What began as a passing curiosity from the team of scientists, which included USF College of Marine Science researcher Mya Breitbart, has now turned up new insight into the genes that comprise all life. Transposases - so called “selfish DNA” - are the most common and abundant genes on Earth! The abundance and widespread nature of these genes suggests that they play a critical role in evolution and the maintenance of biological diversity.
Because of their unique behavior, transposases have earned several monikers in the scientific community. Some have nicknamed them “selfish” genes because their only known function is to spread themselves around, the scientists said. Transposases are also known as “jumping DNA” due to their ability to move within and between organisms, producing ever-changing genetic materials.
“We also call them ‘cut and paste’ genes,” Breitbart said. “They keep changing and moving, and can also sometimes bring other genes along with them”
The findings are drawing interest not just because they represent a novel look at a common piece of DNA, but because of the massive computational task involved in the project. The project, which was recently published in the journal Nucleic Acid Research, was led by San Diego State University and used one of the world’s fastest computers at Argonne National Laboratory in Illinois for the herculean effort.

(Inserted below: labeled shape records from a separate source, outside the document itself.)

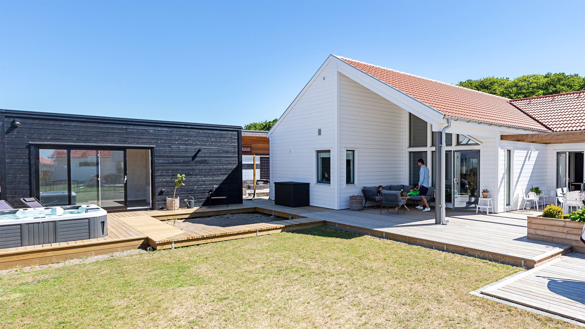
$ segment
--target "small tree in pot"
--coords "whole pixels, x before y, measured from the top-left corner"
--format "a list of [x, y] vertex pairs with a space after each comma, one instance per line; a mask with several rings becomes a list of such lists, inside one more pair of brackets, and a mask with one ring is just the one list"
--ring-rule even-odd
[[179, 208], [179, 198], [176, 197], [175, 195], [177, 194], [177, 188], [180, 186], [185, 186], [185, 183], [183, 181], [185, 180], [185, 175], [177, 174], [177, 179], [175, 180], [175, 191], [173, 193], [172, 198], [167, 198], [167, 210], [177, 210]]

The group analyzed 10 million protein-encoding genes and gene tags in thousands of sequenced bacterial, archaeal, eukaryotic and viral genomes, as well as hundreds of environmental community metagenomes.
The clear winner was the transposase, a gene which scientists often use in research projects to perform a variety of experiments to mutate, disrupt or knockout genes in the organisms they are studying. But transposases also can bring new functions and create diversity in an organism, Breitbart said.

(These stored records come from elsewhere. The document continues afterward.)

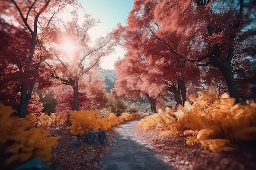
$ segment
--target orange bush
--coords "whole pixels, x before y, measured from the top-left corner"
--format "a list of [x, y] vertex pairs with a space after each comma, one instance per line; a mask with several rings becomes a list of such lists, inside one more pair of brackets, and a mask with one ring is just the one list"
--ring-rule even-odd
[[124, 113], [119, 117], [111, 113], [105, 118], [98, 118], [97, 114], [95, 110], [71, 110], [70, 120], [72, 126], [67, 128], [73, 135], [82, 136], [92, 130], [108, 130], [112, 126], [139, 118], [139, 115], [136, 113]]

"We have presented these data at several different meetings, and when we ask scientists to guess the top 3 genes, they rarely make the right guess,” said Robert Edwards, an assistant professor of computer science and biology at SDSU and the team leader. “Transposase genes are so ubiquitous in genomes that they are not noticed. They are able to move from spot to spot, causing mutations and rearrangements that are often detrimental, but that occasionally help an organism survive."
Textbooks have taught scientists that the enzyme that fixes carbon dioxide during photosynthesis is the most abundant enzyme on earth, and it is often assumed that the gene encoding this enzyme would also be the most abundant. Ramy K. Aziz, the lead author of the paper and a researcher at Cairo University currently training at San Diego State, said the scientists were expecting this, or other essential genes to be at the top of their list, but were surprised that transposases - considered by some scientists to be “junk” DNA - dominated the known genetic universe.
The genes, though, do retain some mystery. They aren’t evenly distributed throughout the natural world, some genomes have many of them while they are absent in other genomes, Breitbart said. “We are really just starting to understand the presence and role of transposases in the environment. These extremely successful genes are spreading their DNA around; making many copies of themselves and invading all types of life.”
"Before this study, it was known that transposable elements make up to 40 percent of the human genome; however, there has not been a comprehensive assessment of such genes in different ecosystems,” Aziz said. “Now we know that almost every ecosystem sampled to date has a substantial number of these genes, which are known to accelerate mutation and diversification processes, thus driving evolution of different organisms."